# What is your favorite text-based WWW browser?



## Spartrekus (Feb 3, 2019)

Hello,

A text-based browser is an important software on BSD.

At engineer school, we used _w3m_ as the regular text-based WWW browser (maybe about 20 years ago). _Links_ was not so much employed at school yet. At that time, a similar application was the famous text-based browser _Lynx_.  I remember that _netscape_ with graphical applications was fairly sufficient to browse the web.

I just rediscover _w3m_, which is actually pretty cool. So, here a first list:

lynx (oldest and great)
fm
w3m
links
elinks (advanced, reliable, fast and so on)
links (text and graphical for X11)
...

What is your favorite text-based WWW browser?
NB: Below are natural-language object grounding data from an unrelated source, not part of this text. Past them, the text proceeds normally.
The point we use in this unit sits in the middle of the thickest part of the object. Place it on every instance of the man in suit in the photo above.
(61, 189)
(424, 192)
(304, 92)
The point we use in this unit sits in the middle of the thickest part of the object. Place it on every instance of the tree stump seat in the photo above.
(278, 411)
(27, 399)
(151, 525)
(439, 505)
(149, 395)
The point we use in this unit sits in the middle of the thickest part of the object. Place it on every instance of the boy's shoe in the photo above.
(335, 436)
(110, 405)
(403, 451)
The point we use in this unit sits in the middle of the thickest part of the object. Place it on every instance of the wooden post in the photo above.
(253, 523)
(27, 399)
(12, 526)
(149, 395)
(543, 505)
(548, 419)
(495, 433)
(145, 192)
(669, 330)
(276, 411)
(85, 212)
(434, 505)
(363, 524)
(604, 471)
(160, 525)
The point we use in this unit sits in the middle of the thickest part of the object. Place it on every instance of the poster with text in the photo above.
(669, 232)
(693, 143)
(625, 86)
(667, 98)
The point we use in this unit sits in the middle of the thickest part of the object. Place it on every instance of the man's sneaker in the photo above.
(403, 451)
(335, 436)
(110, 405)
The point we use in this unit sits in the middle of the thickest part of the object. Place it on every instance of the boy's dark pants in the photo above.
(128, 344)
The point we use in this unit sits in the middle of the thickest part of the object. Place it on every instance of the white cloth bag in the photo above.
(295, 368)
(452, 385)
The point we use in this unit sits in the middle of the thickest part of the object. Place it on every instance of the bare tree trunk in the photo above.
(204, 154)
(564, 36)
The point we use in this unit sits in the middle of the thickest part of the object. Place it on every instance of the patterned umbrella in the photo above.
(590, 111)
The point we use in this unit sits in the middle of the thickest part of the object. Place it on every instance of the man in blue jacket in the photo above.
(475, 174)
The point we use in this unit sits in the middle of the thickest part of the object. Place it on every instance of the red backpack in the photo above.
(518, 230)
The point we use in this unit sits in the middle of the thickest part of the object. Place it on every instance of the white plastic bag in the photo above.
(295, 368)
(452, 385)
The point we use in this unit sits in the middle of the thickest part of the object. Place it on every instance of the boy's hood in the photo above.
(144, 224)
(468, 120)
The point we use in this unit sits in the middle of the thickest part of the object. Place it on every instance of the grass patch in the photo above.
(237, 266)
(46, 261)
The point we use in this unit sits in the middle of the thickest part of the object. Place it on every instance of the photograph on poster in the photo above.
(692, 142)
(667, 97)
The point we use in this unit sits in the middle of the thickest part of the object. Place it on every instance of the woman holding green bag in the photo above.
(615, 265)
I wish you a pleasant day.
Kind regards

--
At school, the cool thing was to _ssh_ under _icewm_ to a distant machine. The machines were quite slow at that time, and KDE was not possible. There was _icewm_ on all workstation. We could write our reports  together, this on a same documents and locally on the distant machine. We browsed the web with w3m, get information, and write further, this just over _ssh_.


----------



## fernandel (Feb 3, 2019)

Web browser www/lynx start to be on my computers, if I remember correct, on 1995.


----------



## ~rami (Feb 3, 2019)

Lynx is my favourite, but I've recently started using eww when I'm programming and I quite like it.


----------